It’s 10 PM … Do You Know Where Your Children Are?

Jul 28, 2011 @ 8:10 PM

OH! Here they are:

Image courtesy of Wikipedia

How are all of you holding up while our leadership breaks down and the country hurtles toward fiscal disaster? Luckily I’m doing just fine:

Click here for a live debt limit countdown.

Click here for a helpful article.

  1. NH

    D, I hestitate to say anything because I am not a twenty-something, but here is Krugman on what I have been trying to say. He is NOT an alarmist about the debt ceiling. He has always been saying all along, that the Republicans are scaremongering: http://krugman.blogs.nytimes.com/2010/07/14/delusions-about-debt-dynamics/

    There is more to fear from the “deal” that is being struck than from the size of the debt.
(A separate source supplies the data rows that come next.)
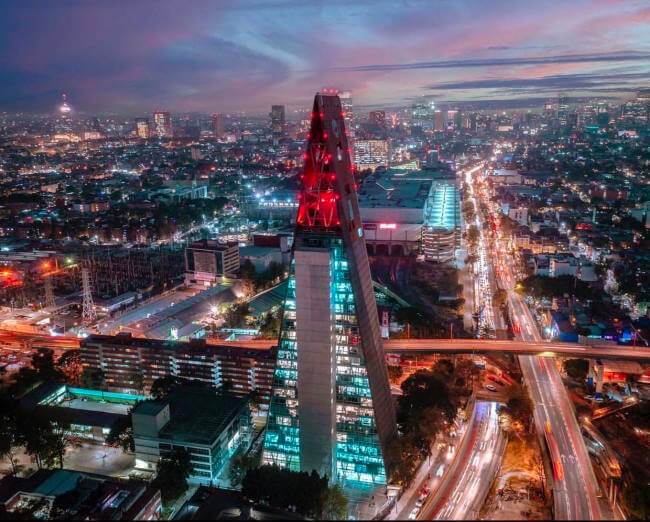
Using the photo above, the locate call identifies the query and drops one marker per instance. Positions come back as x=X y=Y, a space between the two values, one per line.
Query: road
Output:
x=575 y=490
x=16 y=339
x=467 y=483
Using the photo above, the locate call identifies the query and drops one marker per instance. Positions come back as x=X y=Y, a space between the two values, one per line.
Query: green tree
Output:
x=636 y=498
x=336 y=504
x=121 y=434
x=93 y=378
x=163 y=386
x=9 y=435
x=42 y=441
x=576 y=368
x=173 y=472
x=236 y=314
x=519 y=405
x=283 y=488
x=43 y=363
x=395 y=372
x=69 y=364
x=239 y=466
x=247 y=270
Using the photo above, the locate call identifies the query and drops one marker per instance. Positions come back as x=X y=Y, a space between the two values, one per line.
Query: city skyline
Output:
x=250 y=55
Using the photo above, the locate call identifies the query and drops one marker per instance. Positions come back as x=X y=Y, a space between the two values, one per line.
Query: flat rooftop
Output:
x=443 y=207
x=197 y=415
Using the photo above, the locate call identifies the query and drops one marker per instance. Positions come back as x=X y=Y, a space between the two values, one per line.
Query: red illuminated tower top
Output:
x=328 y=197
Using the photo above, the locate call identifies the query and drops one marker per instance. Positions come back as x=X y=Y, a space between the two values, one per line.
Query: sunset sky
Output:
x=212 y=55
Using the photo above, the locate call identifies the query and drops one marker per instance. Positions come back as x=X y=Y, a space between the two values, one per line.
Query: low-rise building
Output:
x=207 y=261
x=133 y=363
x=87 y=496
x=210 y=426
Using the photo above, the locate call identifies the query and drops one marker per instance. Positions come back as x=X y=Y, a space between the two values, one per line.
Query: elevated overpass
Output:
x=545 y=349
x=401 y=346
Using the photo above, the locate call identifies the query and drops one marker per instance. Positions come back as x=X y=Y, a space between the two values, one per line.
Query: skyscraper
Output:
x=377 y=118
x=277 y=123
x=331 y=409
x=218 y=125
x=371 y=154
x=142 y=128
x=162 y=125
x=348 y=118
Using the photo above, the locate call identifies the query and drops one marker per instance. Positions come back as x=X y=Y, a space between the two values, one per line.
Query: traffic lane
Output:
x=575 y=496
x=472 y=473
x=441 y=495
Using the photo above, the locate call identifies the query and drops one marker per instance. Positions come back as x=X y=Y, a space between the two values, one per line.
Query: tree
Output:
x=163 y=386
x=500 y=297
x=121 y=434
x=93 y=378
x=395 y=372
x=473 y=234
x=636 y=497
x=576 y=368
x=69 y=364
x=9 y=436
x=173 y=472
x=519 y=405
x=239 y=466
x=42 y=440
x=402 y=457
x=43 y=363
x=247 y=270
x=335 y=506
x=443 y=369
x=424 y=390
x=235 y=314
x=286 y=489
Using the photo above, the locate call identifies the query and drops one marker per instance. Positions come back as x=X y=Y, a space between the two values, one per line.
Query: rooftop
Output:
x=197 y=415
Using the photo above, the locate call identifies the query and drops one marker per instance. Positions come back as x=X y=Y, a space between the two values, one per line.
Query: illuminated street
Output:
x=574 y=483
x=465 y=486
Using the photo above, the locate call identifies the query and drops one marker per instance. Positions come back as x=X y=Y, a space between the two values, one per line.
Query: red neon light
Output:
x=318 y=197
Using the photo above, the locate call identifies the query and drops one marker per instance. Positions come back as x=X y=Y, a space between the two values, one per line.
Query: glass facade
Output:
x=281 y=442
x=358 y=458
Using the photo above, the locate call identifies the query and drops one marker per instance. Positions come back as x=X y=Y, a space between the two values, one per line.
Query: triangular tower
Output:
x=331 y=408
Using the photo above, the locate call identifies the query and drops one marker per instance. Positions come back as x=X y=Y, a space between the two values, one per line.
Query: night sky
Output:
x=226 y=55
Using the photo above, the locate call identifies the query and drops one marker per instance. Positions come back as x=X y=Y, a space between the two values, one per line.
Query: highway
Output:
x=467 y=483
x=520 y=346
x=575 y=490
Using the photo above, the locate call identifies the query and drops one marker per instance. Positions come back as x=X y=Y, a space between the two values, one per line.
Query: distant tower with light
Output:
x=88 y=314
x=49 y=293
x=331 y=408
x=65 y=108
x=278 y=123
x=162 y=124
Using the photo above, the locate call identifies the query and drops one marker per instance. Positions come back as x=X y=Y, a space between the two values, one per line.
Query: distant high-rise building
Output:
x=563 y=110
x=371 y=154
x=439 y=120
x=331 y=408
x=142 y=128
x=162 y=125
x=218 y=125
x=550 y=108
x=422 y=113
x=277 y=122
x=377 y=118
x=348 y=118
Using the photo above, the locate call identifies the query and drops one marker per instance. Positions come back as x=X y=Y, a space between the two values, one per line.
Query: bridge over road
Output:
x=549 y=349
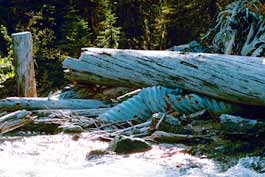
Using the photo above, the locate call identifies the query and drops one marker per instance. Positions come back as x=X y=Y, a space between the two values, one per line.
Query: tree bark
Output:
x=16 y=103
x=238 y=79
x=77 y=112
x=25 y=74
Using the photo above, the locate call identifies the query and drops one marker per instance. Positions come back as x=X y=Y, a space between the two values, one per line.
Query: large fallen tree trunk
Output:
x=234 y=78
x=17 y=103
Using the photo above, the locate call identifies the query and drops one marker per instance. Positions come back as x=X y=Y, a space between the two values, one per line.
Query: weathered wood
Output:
x=14 y=115
x=14 y=120
x=17 y=103
x=25 y=74
x=77 y=112
x=237 y=79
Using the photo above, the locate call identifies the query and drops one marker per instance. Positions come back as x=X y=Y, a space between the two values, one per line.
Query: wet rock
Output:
x=168 y=123
x=125 y=145
x=238 y=125
x=72 y=128
x=94 y=154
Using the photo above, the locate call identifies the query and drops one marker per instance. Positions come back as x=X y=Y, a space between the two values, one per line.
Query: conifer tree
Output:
x=109 y=35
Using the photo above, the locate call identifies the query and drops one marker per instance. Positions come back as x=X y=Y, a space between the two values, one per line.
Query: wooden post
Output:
x=238 y=79
x=25 y=74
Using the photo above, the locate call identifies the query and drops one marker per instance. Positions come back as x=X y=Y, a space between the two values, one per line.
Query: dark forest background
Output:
x=63 y=27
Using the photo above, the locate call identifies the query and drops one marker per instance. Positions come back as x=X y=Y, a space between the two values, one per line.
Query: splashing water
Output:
x=62 y=156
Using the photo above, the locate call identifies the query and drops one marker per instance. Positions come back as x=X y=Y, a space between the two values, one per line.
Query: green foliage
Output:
x=60 y=28
x=109 y=35
x=240 y=29
x=74 y=32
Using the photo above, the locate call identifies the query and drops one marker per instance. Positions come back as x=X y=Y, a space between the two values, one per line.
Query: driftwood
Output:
x=25 y=74
x=76 y=112
x=16 y=103
x=14 y=120
x=233 y=78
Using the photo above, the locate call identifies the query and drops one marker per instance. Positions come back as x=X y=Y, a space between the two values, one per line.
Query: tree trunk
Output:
x=15 y=103
x=237 y=79
x=78 y=112
x=25 y=74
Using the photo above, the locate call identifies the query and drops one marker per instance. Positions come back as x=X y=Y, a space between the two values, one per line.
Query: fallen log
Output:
x=18 y=103
x=14 y=120
x=76 y=112
x=238 y=79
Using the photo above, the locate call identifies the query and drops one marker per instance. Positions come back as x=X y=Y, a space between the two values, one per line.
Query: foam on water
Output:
x=60 y=156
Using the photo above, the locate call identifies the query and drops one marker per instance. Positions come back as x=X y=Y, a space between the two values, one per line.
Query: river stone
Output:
x=126 y=145
x=237 y=125
x=72 y=128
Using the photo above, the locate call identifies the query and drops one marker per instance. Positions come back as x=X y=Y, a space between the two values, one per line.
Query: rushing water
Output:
x=62 y=156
We have a large national debt because we have been through a recession. The way out of a recession is through government spending. This is not the time for austerity measures — this should have been made far more clear in the press than the scaremongering over the nebulous “threat” of default by virtue of not raising the debt ceiling. If it has taken until today for the NYT to write an editorial about the actual impact on the economy of massive government cutbacks, well, that is a failure of the press. A massive failure of not getting away from the shock and horror part of the story to the absolutely uncontested economic facts, i.e. that tax cuts to the rich do not create jobs, and that austerity measures in a recession or after a recession, plunge you deeper into recession, possibly into a great depression. What has been wrong with all the handwringing is that it has not covered and covered and covered this basic truth, so people are walking around talking about spending cuts like that’s a good thing. It’s absurd. That is not going to help, people, and Paul Krugman is only ONE of the world’s economists to say so, and to have said it for the past four years. The stimulus package was an example of govt spending, and the only thing wrong with it was that it needed to be about twice the size it was to make any difference. Sometimes the right thing is a bit counter-intuitive. “Common sense” ideas such as cutting back spending to reduce the size of the deficit do not make actual sense. There is plenty of historical data to support this. Only the press has not talked about it, until about yesterday (with the exception of Paul Krugman). So, no more handwringing over the debt. If you want to wring your hands, do it over the fact that no one understands basic economic principles, and that they are not put out there, front and center, to relieve the average person’s confusion. Which has been perpetuated by the Republican party for its own nefarious purposes.

    Instead of talking about dates and deadlines, the conversation should always have been about what the size of the deficit means, IN CONTEXT, e.g. RELATION TO GDP, how can it be MANAGED. As commenter #9 says, in that Krugman blog post, “Any time you use a mathematical equation to prove your position, you probably lose 90% of reporters out there. But make a overly simplistic, scary-sounding statement like “America is the next Greece” and you’ve got their rapt attention.”

    I think you are living in a world in which you have become alarmed about so many things, like climate change, so-called “terrorism”, etc., that the “alarm” response has become standard. The sky is not falling – the debt ceiling has been raised 102 times in 94 years, and it was never before tied to political or budget negotiations. The Republicans are playing a truly sinister and ideologically impure game.

    Sorry for running so long. Go Barbara Lee, Berkeley Congresswoman! One of the few people to open her mouth and say some of this.